You're getting far too defensive and you're in danger of proving yourself to be the fanboy that you want to accuse me of being. Inferior is not subjective once you start rattling through a list of bullet points, and that's quite possible what you don't like.

What is inferior to you may not be inferior to me.

What's inferior to me or to you is irrelevant. What's inferior to Windows or OS X users, and especially developers, is.

I look at what keeps people on Windows, and to a lesser extent OS X, technologically and I see far, far less with Gnome than I do with KDE, be it developer tools, architecture, functionality or the wide range of applications in the KDE world. Even that isn't enough itself though, because there is a ton of stuff to do beyond just the desktop itself. It's high time we just accepted where we are.

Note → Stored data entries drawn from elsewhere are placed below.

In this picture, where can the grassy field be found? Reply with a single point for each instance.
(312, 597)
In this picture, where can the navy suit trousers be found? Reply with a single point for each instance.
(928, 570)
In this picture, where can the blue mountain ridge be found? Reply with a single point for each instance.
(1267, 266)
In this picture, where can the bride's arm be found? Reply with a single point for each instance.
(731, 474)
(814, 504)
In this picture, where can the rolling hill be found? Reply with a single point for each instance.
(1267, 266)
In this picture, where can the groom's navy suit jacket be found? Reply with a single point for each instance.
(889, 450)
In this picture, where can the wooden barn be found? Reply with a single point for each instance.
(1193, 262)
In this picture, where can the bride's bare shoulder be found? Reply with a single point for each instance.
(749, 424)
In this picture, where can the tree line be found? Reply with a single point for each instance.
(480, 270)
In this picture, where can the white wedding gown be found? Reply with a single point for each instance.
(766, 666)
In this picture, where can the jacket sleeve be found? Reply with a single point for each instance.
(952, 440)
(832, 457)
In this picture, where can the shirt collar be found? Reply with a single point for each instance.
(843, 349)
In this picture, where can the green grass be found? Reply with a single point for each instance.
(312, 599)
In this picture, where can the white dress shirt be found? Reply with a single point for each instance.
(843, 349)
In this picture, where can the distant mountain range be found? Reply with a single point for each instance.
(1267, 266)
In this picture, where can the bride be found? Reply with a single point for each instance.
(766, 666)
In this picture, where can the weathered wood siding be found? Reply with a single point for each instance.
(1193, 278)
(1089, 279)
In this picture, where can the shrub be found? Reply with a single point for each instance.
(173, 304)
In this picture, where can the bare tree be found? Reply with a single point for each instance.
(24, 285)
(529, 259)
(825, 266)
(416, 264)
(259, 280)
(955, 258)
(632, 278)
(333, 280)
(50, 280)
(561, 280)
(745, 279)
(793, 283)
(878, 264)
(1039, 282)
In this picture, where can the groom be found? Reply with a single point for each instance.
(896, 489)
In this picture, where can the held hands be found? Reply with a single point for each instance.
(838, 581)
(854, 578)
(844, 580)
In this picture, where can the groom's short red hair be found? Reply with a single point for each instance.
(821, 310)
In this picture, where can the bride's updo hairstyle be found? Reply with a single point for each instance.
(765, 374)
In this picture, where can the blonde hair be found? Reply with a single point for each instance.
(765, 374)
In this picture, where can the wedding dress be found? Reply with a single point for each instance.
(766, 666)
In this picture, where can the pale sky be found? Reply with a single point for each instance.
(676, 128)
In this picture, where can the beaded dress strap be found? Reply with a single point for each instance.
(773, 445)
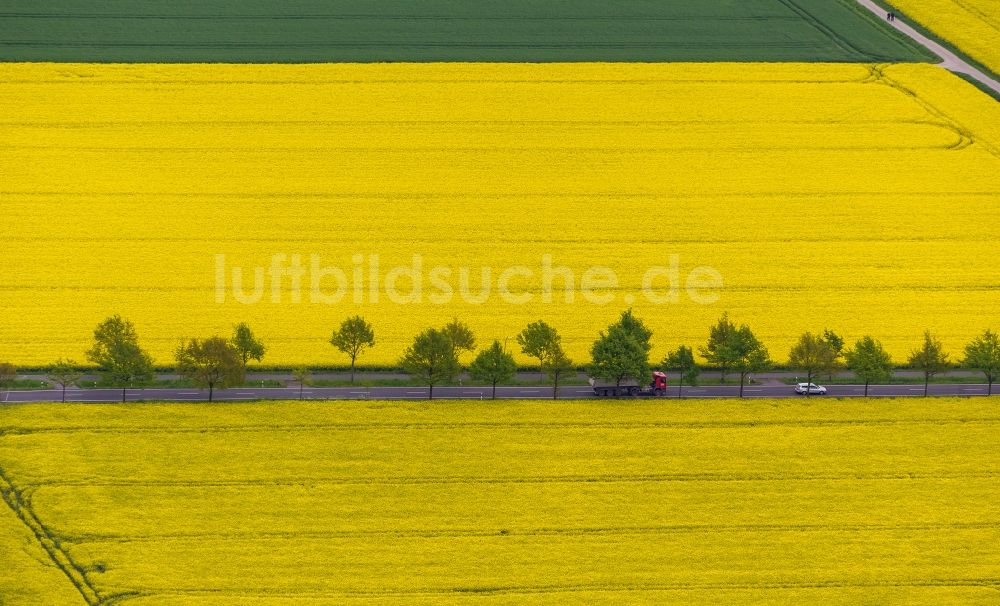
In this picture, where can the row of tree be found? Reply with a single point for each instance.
(620, 353)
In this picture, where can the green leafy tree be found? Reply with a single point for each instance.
(812, 353)
(538, 340)
(719, 350)
(870, 361)
(493, 365)
(64, 374)
(983, 353)
(556, 364)
(116, 352)
(247, 345)
(623, 351)
(460, 336)
(8, 375)
(681, 360)
(750, 354)
(835, 343)
(212, 363)
(431, 358)
(303, 376)
(353, 337)
(930, 358)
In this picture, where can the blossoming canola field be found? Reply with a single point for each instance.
(972, 25)
(824, 195)
(513, 503)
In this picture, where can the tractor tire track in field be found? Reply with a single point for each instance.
(821, 27)
(524, 479)
(987, 582)
(490, 533)
(879, 77)
(500, 425)
(49, 542)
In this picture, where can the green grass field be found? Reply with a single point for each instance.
(299, 504)
(446, 30)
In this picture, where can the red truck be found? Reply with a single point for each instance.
(631, 387)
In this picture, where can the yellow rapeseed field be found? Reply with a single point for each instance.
(296, 503)
(859, 198)
(971, 25)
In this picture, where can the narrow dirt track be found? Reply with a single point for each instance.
(950, 60)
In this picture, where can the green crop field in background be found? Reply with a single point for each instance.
(446, 30)
(487, 503)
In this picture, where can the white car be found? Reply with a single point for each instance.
(812, 388)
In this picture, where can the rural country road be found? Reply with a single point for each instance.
(949, 60)
(467, 393)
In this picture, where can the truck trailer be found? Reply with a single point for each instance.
(630, 387)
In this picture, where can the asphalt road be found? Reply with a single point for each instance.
(949, 60)
(474, 393)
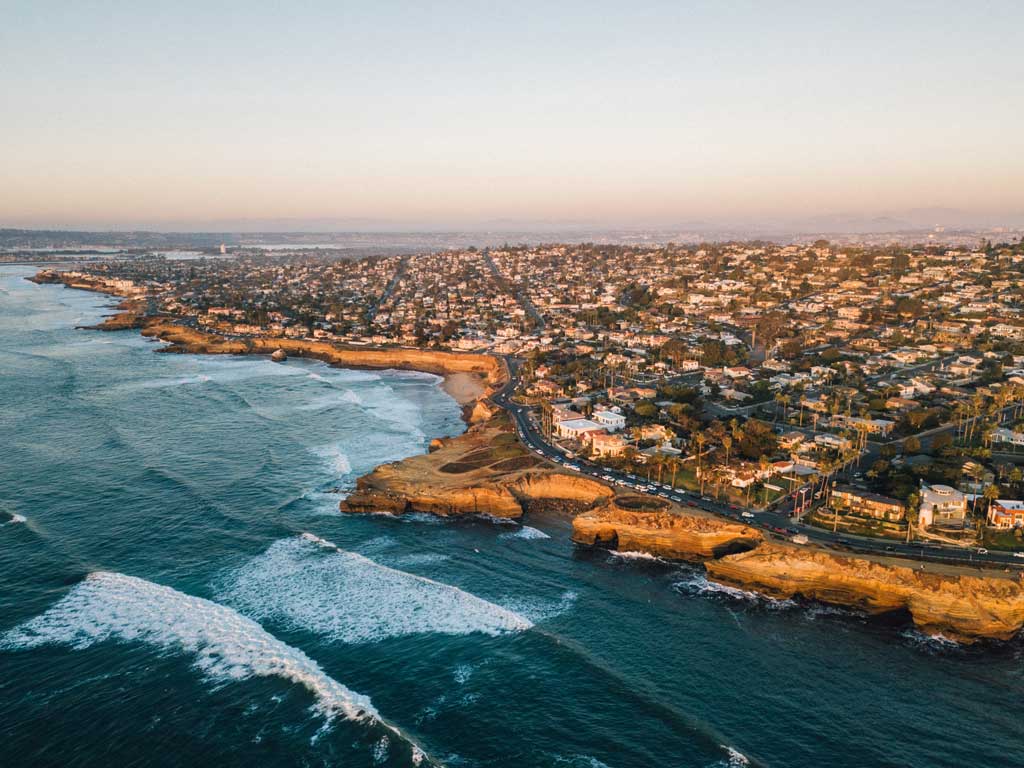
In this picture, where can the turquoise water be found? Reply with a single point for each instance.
(177, 588)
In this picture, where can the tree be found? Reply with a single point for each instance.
(940, 442)
(700, 439)
(727, 444)
(645, 410)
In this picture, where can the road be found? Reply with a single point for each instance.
(519, 296)
(776, 523)
(400, 270)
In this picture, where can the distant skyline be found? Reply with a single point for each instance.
(257, 117)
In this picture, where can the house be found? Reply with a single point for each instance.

For my purposes, for example, KDE is very clearly inferior to GNOME. Stop trying to force your view on others.

Based on what? Like I said, what's inferior for your purposes, or mine, is irrelevant.

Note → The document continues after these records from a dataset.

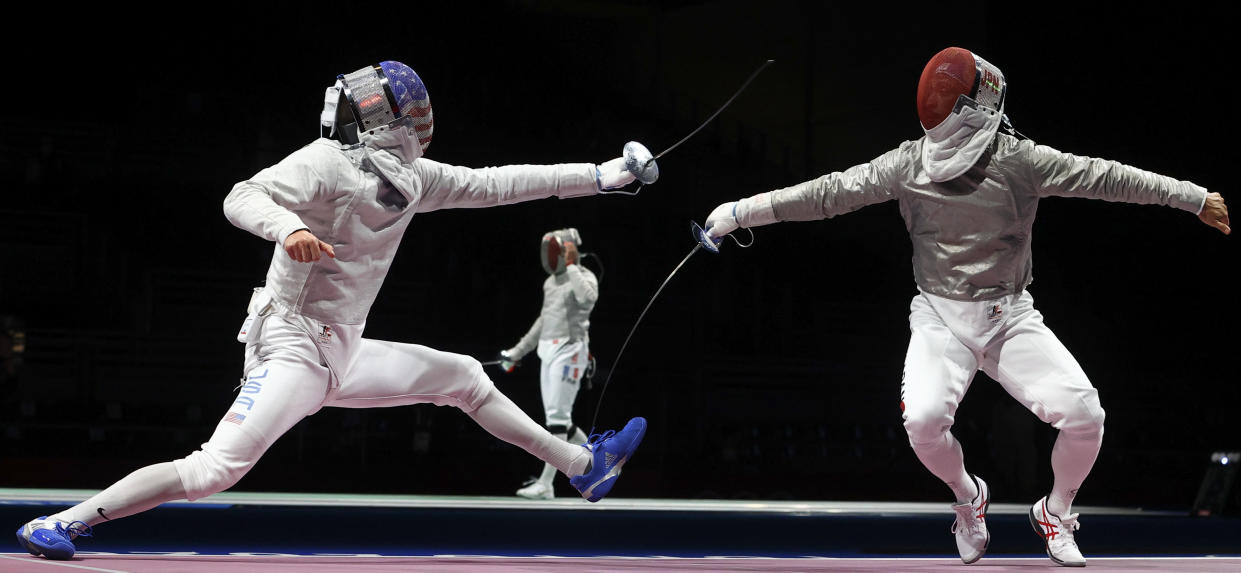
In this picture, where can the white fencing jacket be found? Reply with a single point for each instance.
(336, 192)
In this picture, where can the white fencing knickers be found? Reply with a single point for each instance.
(562, 364)
(293, 368)
(951, 340)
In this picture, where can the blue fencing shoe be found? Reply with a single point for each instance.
(609, 452)
(51, 538)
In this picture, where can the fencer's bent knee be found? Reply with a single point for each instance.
(1084, 418)
(926, 424)
(474, 385)
(214, 469)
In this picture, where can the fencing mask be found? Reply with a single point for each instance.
(385, 96)
(961, 106)
(551, 251)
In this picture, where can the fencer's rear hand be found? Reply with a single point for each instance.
(721, 221)
(506, 361)
(304, 247)
(1215, 213)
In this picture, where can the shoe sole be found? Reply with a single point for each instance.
(47, 552)
(1038, 528)
(600, 489)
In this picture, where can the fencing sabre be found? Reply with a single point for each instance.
(639, 161)
(699, 235)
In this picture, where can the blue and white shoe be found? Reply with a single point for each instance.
(51, 538)
(609, 452)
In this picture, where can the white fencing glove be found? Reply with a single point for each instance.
(612, 175)
(747, 212)
(508, 362)
(721, 221)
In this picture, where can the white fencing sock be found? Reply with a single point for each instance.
(1071, 460)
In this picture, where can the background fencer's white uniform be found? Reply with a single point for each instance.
(972, 266)
(304, 345)
(561, 335)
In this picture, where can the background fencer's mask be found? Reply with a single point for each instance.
(961, 106)
(385, 96)
(551, 251)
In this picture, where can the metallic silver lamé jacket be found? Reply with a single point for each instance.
(972, 235)
(324, 187)
(568, 299)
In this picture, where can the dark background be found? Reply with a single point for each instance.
(770, 372)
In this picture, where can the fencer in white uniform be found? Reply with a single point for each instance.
(336, 210)
(561, 335)
(968, 194)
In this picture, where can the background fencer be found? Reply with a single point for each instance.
(968, 191)
(336, 210)
(561, 336)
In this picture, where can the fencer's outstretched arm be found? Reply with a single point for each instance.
(823, 197)
(1215, 213)
(451, 186)
(1057, 174)
(586, 287)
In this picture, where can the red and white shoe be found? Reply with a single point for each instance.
(1057, 535)
(971, 525)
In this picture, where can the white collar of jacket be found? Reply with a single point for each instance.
(951, 148)
(392, 150)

Where's the common architecture that won't piss developers off? Where's the development tools that don't piss developers off - apart from Mono? As much as I've had a go at Mono it is still the best way of getting into GTK and Gnome development. Where's the applications with the functionality of things like Amarok and DigiKam? Where's the educational applications? Where's the resolution independence? Where's the next generation of graphical applications going to come from? Where's the platform they will be built on? How can small desktop applets be developed to extend the functionality of the desktop and attract users? How can people develop them? How can users install them?

What, exactly, does a spinning cube bring to the desktop experience, other than the five seconds it takes to go wow, ok that was cool now what?

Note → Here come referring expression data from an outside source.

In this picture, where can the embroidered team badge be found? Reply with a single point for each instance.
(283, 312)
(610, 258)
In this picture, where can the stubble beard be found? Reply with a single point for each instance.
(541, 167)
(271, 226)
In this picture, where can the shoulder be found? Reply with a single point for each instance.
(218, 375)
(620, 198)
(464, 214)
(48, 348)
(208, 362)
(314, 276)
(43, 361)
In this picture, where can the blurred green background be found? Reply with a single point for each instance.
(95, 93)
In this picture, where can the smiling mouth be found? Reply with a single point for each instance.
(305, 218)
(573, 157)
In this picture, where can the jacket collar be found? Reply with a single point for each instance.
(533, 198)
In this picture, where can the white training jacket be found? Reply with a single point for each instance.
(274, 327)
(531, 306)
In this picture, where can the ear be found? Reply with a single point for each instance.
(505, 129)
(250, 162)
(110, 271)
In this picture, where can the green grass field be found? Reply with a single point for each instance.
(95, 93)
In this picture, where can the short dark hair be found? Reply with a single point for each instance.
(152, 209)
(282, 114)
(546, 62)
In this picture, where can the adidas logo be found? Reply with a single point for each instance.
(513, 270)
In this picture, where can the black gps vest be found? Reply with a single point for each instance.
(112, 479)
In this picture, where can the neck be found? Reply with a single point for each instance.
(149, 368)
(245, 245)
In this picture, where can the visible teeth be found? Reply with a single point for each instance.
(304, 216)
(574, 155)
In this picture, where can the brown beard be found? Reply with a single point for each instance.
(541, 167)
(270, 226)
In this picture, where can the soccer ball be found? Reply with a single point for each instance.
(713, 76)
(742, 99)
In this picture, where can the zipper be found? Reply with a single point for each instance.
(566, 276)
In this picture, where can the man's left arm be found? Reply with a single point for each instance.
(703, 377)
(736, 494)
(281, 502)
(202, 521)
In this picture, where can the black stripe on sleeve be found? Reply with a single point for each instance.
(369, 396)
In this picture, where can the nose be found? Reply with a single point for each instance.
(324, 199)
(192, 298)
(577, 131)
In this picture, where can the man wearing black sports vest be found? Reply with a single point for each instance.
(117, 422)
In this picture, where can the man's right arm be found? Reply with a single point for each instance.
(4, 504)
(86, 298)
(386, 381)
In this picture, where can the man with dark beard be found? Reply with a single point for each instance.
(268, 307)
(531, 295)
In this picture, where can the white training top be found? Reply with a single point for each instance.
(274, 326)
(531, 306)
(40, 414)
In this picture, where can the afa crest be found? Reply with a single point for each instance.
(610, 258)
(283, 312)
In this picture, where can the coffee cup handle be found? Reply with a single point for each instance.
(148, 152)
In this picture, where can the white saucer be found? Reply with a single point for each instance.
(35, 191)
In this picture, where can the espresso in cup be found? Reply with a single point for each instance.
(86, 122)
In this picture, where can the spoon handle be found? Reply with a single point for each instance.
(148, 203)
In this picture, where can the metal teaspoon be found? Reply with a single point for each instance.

People try and paint what Windows Vista/7, OS X and KDE behind it are doing as some king of 'spinning cube' thing that no one needs, but it will all fall on deaf ears. Desktops have always moved along visually, as sure as eggs is eggs, and they bring along with them new applications and new functionality. Is it a crime to want something to look nice? We could all get along without font anti-aliasing and smoothing, but we don't.

Maybe I'm just jaded and sick of every Linux fanboy zealot pointing out the spinning cubes as a productive feature.

It's the Linux fanboy zealots who can't see that how your desktop presents itself visually is important, has implications for the functionality you can present and the kind of applications that can be developed. Applications are the lifeblood of any desktop. To ignore that is to retreat into the sad world of CDE and the old Unix desktops and repeat all the same mistakes in the 90s.

CDE fell off, in short, when better desktops like GNOME and KDE came on the scene and replaced it....

Yes. Both Gnome and KDE looked better, were more functional and had better applications. What does that tell you?